Вильсон, разоткровенничавшись, уже с трудом контролировал себя, а струйка личных воспоминаний, подпущенная в беседу, окончательно развязала ему язык. Он взглянул на мое озабоченное лицо и вдруг зачем-то полез в боковой карман пиджака. Через мгновение оттуда появилась фотокарточка, на которой стояла под тополем миловидная, обаятельная шатенка, уже в явном положении. «А-а, – подмигнул Вильсон. – Какова? Скоро я дедушкой стану. Сын – тоже военный моряк – вернулся со срочной службы из Гибралтара. Так вот… первая крепость, взятая на родине. Я вначале, признаюсь, в штыки: слишком уж цивильное семейство – одни шпаки. И слышать не хотел. Но она оказалась такой симпатичной, мягкой, воспитанной – море женского обаяния… и я смягчился, смягчился, грешный. Она чарующе музыкальна, entre nous[4]
, удивительно музыкальна для англичанки. Мы возили ее летом на международные курсы в Лугано: преподаватель по фортепианному классу никому не подарил столько похвал: двумя пальцами берет что угодно из Шуберта. Как играет! Ей-богу, кабы она не была моей невесткой…» – «Вот видите, – торопливо ухватился я за обозначившуюся живинку, – на ваших глазах строится счастье сына. Вам ли не понять трагедию родителей Грайса, понесших такие утраты?» – «Я понимаю, – возразил профессор, – и от души соболезную». – «Ну а как измерить несчастье его жены, которая предпочла уйти из жизни?» – «А, эта Мата Хари! – уголками губ улыбнулся Вильсон. – Я видел ее не единожды. Оригинальнейшее создание! Я внимательно присматривался – я всегда присматриваюсь к дамам. Ирландцы говорят: женщина, лишенная талантов, и есть добродетель. Но в ней что-то было. Что-то очень интересное. До конца не понятое и не раскрытое… по причине топорного ключа, – в его голосе скользнуло сожаление. – Мне бы хотелось, чтобы в моей невестке было немного от нее. Я с радостью замечаю некие совпадения.

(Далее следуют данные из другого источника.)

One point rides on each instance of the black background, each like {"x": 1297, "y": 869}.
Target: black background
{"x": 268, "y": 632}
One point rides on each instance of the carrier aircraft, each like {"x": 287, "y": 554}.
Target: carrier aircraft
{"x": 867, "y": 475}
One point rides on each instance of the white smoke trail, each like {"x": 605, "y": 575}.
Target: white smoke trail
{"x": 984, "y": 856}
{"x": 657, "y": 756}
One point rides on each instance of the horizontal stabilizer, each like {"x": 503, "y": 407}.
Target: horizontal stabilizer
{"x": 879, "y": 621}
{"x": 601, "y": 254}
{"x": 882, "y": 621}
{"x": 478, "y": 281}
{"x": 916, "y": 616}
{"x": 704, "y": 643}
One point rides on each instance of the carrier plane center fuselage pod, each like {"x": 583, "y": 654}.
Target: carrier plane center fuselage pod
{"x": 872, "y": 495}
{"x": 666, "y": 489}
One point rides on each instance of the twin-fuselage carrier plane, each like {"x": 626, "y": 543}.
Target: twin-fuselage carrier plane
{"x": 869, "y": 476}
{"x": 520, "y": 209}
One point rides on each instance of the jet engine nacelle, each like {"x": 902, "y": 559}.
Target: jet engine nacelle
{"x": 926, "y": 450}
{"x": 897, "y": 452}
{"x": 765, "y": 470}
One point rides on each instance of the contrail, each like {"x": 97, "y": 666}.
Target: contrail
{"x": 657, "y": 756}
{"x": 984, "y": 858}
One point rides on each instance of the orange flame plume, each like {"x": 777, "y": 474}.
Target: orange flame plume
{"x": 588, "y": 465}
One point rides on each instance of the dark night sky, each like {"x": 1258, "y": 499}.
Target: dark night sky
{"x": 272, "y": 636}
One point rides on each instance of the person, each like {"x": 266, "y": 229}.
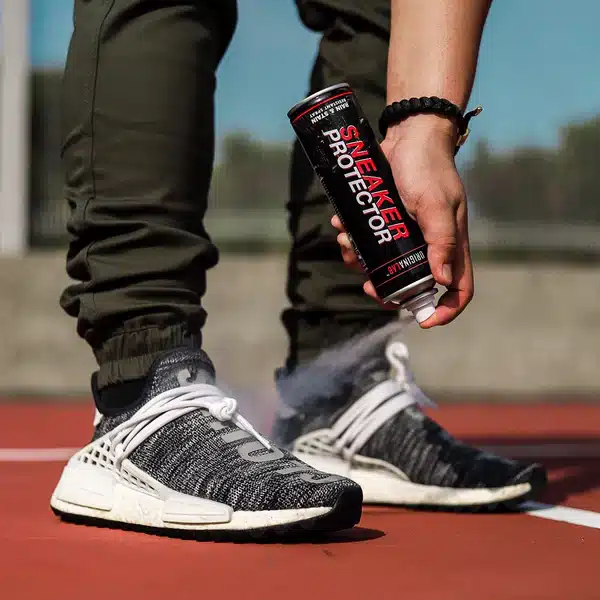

Да что там! Среди ирландцев есть порядочные люди, я по фронту помню. У меня в санчасти фельдшер служил… Но класть ирландку к себе в постель…» – «Грайс не знал, что она ирландка». – «Ну! Грайс вообще ничего не знал и не ведал. Он вчера родился». – «А вы, мистер Вильсон, догадывались, что она – иностранка?» – «Pardon, – парировал профессор, – она – не моя жена!» На этот аргумент я не нашел возражений. Я стукнул костяшками пальцев по столу и лишь произнес: «Трагедия налицо. Между тем, истоки ее – загадка». – «Загадка? – криво усмехнулся Вильсон. – Прямо по “Кентервильским колоколам”: “Пропала невеста – и я без места”. Вы ему хоть место сыщите… Не вижу загадки. Мышь возжелала стать львом. Подумать: на ладан дышит, а туда же – с двумя бабами. Мы просто немножко припозднились повзрослеть, господин инспектор: к сорока пяти годикам у нас кончился подростковый период, хорошо не ползунковый. Нашкодили, а теперь ищем козлов отпущения. Но я не мертвый, чтобы валить на меня чужие грехи. Я за себя постоять сумею!